Suozzi pushed back hard on television, featuring, in one ad, a clip from a 2018 interview on Fox News in which he defended ICE. The ad states that Suozzi would work with Republicans to shut down illegal immigration while opening paths to citizenship for law-abiding residents. “And anything else you might hear is garbage,” Suozzi concludes as he throws a garbage bag in the trash.
He also connected Pilip’s opposition to the Senate border deal to her failure to clarify her position on an assault weapons ban. If Pilip wins, he warned at a campaign event on Sunday, “We’re going to end up with more migrants coming to New York. And on top of that, they’re going to have access to AR-15s.”

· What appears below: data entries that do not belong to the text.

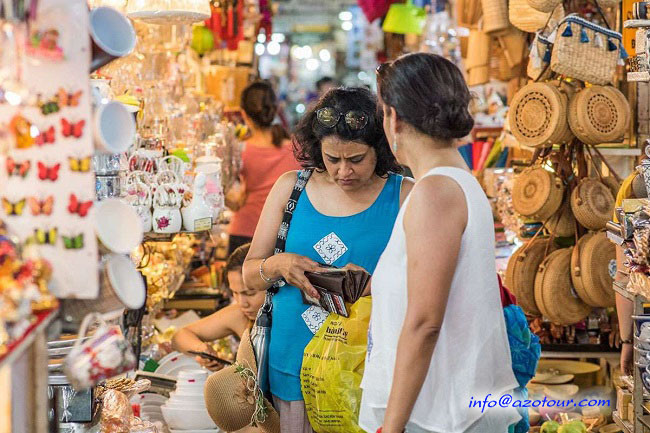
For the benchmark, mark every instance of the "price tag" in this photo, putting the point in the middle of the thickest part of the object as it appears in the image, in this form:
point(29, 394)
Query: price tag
point(203, 224)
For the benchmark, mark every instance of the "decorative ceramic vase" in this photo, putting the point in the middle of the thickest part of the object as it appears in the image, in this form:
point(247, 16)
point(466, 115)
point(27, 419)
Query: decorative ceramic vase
point(167, 220)
point(198, 215)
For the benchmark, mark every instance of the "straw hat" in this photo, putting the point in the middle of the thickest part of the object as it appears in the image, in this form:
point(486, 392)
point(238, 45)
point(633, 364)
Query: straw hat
point(231, 394)
point(592, 203)
point(537, 193)
point(521, 272)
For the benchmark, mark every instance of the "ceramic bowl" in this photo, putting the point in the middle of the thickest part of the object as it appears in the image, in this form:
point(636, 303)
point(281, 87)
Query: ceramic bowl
point(187, 419)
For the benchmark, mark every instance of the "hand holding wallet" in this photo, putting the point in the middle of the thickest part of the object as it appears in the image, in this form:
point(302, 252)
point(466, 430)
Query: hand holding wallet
point(336, 287)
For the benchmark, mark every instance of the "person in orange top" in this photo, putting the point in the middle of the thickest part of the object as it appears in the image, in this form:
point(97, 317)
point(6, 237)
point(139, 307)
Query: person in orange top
point(267, 155)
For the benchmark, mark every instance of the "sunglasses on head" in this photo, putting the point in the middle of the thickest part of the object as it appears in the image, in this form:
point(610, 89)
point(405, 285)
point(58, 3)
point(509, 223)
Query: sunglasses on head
point(330, 117)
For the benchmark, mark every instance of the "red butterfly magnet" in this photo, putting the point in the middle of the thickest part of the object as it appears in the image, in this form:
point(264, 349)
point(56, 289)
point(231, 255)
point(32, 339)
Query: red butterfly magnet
point(72, 129)
point(17, 168)
point(78, 207)
point(48, 173)
point(46, 137)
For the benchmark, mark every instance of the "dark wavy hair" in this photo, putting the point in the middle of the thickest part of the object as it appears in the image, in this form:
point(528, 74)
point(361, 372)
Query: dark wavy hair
point(428, 92)
point(259, 102)
point(309, 133)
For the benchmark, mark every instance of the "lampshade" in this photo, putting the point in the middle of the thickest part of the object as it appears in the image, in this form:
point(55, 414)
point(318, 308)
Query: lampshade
point(169, 11)
point(405, 18)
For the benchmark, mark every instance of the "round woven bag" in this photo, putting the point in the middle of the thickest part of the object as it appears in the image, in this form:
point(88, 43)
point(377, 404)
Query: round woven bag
point(562, 224)
point(611, 183)
point(521, 272)
point(576, 269)
point(599, 114)
point(537, 193)
point(554, 292)
point(538, 116)
point(598, 263)
point(592, 204)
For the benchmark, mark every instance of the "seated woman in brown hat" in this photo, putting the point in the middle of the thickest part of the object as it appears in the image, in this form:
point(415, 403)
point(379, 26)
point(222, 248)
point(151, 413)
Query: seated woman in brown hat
point(231, 320)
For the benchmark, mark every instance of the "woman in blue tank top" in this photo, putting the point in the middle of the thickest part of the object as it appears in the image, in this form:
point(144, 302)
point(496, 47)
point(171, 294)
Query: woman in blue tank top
point(344, 217)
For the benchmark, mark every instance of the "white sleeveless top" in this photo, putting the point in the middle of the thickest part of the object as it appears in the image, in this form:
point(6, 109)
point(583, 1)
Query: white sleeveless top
point(472, 354)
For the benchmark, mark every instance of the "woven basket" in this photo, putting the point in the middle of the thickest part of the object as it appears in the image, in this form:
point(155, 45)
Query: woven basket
point(599, 114)
point(537, 193)
point(554, 292)
point(596, 260)
point(538, 69)
point(592, 204)
point(585, 51)
point(611, 183)
point(521, 272)
point(546, 6)
point(531, 20)
point(566, 226)
point(495, 16)
point(576, 269)
point(538, 116)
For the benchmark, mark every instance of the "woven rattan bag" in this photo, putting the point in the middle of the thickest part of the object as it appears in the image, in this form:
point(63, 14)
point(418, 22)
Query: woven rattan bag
point(599, 114)
point(495, 16)
point(562, 224)
point(592, 203)
point(521, 272)
point(537, 193)
point(554, 293)
point(586, 51)
point(538, 115)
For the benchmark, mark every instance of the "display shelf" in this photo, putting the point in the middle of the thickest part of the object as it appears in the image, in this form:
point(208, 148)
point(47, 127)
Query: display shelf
point(625, 425)
point(19, 347)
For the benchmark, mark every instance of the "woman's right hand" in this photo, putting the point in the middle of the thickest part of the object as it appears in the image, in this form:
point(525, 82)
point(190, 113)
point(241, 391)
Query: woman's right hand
point(292, 268)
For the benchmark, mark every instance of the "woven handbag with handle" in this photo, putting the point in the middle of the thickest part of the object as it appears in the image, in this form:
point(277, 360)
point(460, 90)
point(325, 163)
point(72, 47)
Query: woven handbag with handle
point(538, 115)
point(599, 114)
point(586, 51)
point(592, 203)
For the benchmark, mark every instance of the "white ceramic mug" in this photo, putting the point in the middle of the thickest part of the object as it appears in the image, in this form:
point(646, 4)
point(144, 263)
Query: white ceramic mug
point(114, 128)
point(118, 226)
point(112, 36)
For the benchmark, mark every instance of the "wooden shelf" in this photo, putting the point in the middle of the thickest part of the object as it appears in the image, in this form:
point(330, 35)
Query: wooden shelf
point(27, 339)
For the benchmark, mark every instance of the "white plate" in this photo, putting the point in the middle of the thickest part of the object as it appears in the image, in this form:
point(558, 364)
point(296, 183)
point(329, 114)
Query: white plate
point(176, 362)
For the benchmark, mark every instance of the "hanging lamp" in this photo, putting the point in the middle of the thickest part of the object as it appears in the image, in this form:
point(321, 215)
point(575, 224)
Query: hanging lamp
point(405, 18)
point(169, 11)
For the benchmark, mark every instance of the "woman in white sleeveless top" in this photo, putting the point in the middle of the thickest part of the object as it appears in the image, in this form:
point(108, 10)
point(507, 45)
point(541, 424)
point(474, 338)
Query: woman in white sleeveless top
point(437, 335)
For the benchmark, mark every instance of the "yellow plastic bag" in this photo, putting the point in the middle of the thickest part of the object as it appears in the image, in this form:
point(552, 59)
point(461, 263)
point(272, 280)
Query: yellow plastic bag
point(332, 368)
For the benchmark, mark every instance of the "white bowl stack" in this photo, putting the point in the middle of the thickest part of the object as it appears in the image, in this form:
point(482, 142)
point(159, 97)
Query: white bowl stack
point(185, 410)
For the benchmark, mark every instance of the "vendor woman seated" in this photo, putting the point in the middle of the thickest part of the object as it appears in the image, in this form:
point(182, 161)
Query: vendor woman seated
point(231, 320)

Suozzi’s deep roots in the district likely made it easier for voters to trust his assurances that he did not embody the qualities they might dislike in Biden or the national Democratic Party.
HuffPost caught up with Robert and Monique Marmorale of Locust Valley after they cast their early votes in Glen Cove on Friday.
When discussing the prospect of a Biden-Trump matchup, the couple preferred the term “disgusted” to “undecided.” They both cited uncontrolled immigration as a top concern, linking it to an uptick in car thefts on Long Island.
But while Robert, a salesperson, expressed concern that Suozzi would be too beholden to Gov. Hochul after securing her blessing, Monique cut in to say that she disagreed.
“Tommy has both parties’ concerns at the top of his priority list,” she said. “I don’t think he’s just committed to one party.”